Whether it was to highlight a questionable advantage over a ‘me-too’ competitor drug or to increase disease awareness among the medical community (particularly in so called invented diseases) and in turn increase product penetration in the market, the truth is that these studies had more marketing than science behind them.
Furthermore, the studies were supervised not by physicians or scientists, but by marketers in the marketing department,
Although the medical department developed the publication plans, designed the study, performed the statistical analysis, and wrote the final paper (which when published was passed on to marketing and sales to be used as marketing material), the marketing team responsible for that product were directly involved in all stages.
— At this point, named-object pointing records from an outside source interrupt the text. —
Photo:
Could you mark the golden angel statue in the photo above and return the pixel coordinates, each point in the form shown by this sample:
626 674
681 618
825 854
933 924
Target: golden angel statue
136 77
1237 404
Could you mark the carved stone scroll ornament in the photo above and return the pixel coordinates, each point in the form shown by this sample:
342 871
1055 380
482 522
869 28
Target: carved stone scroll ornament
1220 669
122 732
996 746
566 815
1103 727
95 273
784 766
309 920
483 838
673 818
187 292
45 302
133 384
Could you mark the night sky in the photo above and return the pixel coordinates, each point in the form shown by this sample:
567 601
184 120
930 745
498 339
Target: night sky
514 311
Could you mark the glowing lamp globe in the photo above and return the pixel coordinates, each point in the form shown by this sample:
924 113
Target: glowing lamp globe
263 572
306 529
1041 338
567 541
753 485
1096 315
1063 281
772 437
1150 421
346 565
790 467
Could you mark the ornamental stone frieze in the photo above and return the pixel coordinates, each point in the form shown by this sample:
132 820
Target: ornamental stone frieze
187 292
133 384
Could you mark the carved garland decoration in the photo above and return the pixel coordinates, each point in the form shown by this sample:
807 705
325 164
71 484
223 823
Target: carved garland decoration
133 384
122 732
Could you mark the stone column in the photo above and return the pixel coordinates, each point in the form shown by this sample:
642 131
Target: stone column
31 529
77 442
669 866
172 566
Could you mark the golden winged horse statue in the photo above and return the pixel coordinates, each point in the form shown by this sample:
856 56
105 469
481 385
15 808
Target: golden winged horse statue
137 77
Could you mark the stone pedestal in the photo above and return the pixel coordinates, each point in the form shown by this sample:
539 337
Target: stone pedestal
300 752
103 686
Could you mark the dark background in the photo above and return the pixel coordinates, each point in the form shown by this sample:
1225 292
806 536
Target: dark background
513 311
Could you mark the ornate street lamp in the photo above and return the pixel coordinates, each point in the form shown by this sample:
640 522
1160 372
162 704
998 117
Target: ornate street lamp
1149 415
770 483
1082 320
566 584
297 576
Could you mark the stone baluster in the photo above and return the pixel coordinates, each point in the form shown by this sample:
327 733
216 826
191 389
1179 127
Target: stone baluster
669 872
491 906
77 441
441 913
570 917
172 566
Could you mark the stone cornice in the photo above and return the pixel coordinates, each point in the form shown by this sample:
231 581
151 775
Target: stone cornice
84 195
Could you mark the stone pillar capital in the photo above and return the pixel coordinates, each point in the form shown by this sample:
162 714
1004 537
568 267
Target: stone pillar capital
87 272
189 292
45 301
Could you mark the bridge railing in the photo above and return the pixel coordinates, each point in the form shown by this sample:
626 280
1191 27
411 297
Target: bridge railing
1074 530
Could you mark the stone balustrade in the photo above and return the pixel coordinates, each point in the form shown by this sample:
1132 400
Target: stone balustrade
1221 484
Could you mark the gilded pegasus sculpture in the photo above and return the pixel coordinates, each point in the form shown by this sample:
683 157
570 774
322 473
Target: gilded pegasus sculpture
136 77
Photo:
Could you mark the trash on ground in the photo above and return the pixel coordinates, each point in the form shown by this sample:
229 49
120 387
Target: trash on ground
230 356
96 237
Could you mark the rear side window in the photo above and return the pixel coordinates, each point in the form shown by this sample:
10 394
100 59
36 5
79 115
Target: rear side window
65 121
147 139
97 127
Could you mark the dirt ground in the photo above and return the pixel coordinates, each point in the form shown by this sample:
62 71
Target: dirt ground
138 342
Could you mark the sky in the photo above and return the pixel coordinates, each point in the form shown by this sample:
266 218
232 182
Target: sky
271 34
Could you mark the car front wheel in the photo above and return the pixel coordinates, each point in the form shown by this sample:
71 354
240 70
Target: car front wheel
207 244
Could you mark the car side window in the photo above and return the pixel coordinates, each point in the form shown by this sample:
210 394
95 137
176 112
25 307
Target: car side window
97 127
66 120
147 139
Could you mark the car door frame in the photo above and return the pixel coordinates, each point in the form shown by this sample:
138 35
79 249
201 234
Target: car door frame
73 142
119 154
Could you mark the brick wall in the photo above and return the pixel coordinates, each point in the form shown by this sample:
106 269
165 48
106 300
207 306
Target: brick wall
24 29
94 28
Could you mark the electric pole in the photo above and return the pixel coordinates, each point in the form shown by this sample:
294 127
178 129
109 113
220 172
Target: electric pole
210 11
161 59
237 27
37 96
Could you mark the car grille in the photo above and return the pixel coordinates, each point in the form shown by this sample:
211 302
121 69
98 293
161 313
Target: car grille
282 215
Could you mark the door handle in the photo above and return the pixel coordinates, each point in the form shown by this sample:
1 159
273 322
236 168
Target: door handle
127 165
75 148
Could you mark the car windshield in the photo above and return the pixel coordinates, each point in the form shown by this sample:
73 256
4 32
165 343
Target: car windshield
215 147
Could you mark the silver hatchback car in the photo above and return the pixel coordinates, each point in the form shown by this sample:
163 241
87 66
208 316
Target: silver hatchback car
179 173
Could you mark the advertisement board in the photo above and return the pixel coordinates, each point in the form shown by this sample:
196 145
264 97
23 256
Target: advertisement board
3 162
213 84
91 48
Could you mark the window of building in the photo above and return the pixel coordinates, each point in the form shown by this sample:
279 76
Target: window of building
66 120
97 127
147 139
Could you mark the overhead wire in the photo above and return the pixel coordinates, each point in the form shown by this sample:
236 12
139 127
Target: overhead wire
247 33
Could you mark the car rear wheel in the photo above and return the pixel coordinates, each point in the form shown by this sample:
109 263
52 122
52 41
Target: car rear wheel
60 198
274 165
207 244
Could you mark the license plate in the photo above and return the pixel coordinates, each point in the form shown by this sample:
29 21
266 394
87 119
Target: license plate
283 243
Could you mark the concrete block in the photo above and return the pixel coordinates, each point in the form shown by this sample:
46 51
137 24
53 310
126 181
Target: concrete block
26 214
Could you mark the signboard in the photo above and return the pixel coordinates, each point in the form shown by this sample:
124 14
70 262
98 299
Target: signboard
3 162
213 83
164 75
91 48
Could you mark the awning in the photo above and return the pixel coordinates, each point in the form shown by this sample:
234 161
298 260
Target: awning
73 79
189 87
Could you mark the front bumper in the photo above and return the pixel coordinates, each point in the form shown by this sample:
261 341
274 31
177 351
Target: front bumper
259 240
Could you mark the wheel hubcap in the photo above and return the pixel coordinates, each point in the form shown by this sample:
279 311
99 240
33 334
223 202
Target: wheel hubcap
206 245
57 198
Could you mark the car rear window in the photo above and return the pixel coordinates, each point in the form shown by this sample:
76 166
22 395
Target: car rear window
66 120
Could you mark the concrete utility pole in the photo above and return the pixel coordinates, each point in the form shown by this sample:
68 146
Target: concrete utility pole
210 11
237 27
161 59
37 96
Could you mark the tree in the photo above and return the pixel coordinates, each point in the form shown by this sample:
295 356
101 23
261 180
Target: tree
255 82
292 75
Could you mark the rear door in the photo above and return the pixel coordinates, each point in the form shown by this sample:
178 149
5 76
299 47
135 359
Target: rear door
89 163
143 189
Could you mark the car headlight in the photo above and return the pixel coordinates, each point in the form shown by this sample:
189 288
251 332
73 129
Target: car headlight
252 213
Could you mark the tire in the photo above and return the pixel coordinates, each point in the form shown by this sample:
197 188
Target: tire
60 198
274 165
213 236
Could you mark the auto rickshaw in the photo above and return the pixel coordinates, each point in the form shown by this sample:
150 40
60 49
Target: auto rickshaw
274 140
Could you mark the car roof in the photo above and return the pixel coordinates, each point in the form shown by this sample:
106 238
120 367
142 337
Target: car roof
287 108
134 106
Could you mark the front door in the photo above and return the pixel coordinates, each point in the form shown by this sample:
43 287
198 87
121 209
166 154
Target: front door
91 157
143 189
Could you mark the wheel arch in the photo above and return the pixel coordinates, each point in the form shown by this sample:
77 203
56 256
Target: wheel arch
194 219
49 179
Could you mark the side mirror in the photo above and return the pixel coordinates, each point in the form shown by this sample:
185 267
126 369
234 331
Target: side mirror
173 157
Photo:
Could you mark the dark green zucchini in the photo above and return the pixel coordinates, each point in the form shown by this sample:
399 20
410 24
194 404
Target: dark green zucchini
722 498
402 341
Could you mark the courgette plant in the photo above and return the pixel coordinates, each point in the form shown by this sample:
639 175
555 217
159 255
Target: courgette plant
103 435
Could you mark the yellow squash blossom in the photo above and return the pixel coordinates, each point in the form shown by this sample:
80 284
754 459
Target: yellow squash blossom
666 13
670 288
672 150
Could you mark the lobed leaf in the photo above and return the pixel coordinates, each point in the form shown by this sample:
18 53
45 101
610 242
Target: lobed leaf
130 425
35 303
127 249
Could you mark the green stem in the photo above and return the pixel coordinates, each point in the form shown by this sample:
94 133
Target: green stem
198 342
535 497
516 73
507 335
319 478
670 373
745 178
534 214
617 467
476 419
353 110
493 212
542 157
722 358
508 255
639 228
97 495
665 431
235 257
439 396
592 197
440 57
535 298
They also closely supervised the content of other educational ‘scientific’ materials produced in the medical department and intended for potential prescribers. Instructions from marketing to the medical staff involved were clear: to ensure that the benefits of the drug were emphasised and the disadvantages were minimised where possible.
Manipulation of Research Design, Implementation, or Analysis
The author described how the marketers manipulated research studies so they would produce the results desired from a marketing perspective, regardless of their underlying truth,
Since marketing claims needed to be backed-up scientifically, we occasionally resorted to ‘playing’ with the data that had originally failed to show the expected result. This was done by altering the statistical method until any statistical significance was found. Such a result might not have supported the marketing claim, but it was always worth giving it a go to see what results you could produce. And it was possible because the protocols of post-marketing studies were lax, and it was not a requirement to specify any statistical methodology in detail. On the other hand, the studies were hypothesis testing (such as cohort studies, case-control studies) rather than hypothesis generating (such as case reports or adverse events reports), so playing with the data felt uncomfortable.
Other practices to ensure the marketing message was clear in the final publication included omission of negative results, usually in secondary outcome measures that had not been specified in the protocol, or inflating the importance of secondary outcome measures if they were positive when the primary measure was not.
Given how much of what passes for medical research is performed by drug companies, and how much of medical education revolves around pharmaceuticals, the adulteration of research is profoundly disturbing. We’re rolling back the underpinnings of medicine to the days when quackery reigned, except this time, with the authority of the medical profession and the mysticism of science behind it.
So to summarize, the marketers would control the statistical analyses, promoting multiple analyses to attempt to come up with the “right” result that would support the marketing message (although the more kinds of analyses one tries, the more likely one is likely to come up with false results by chance alone). Presumably the marketers did not care whether or not the results were really true, which is perhaps why even they felt “uncomfortable” in some circumstances.
They would also foster the suppression of negative results, and the dredging of data for extra outcome measures when analysis showed no advantage in terms of the real primary outcomes. Suppression of negative results could be viewed as plain lying. Deliberate analysis of multiple end-points again risks identifying random error as true results.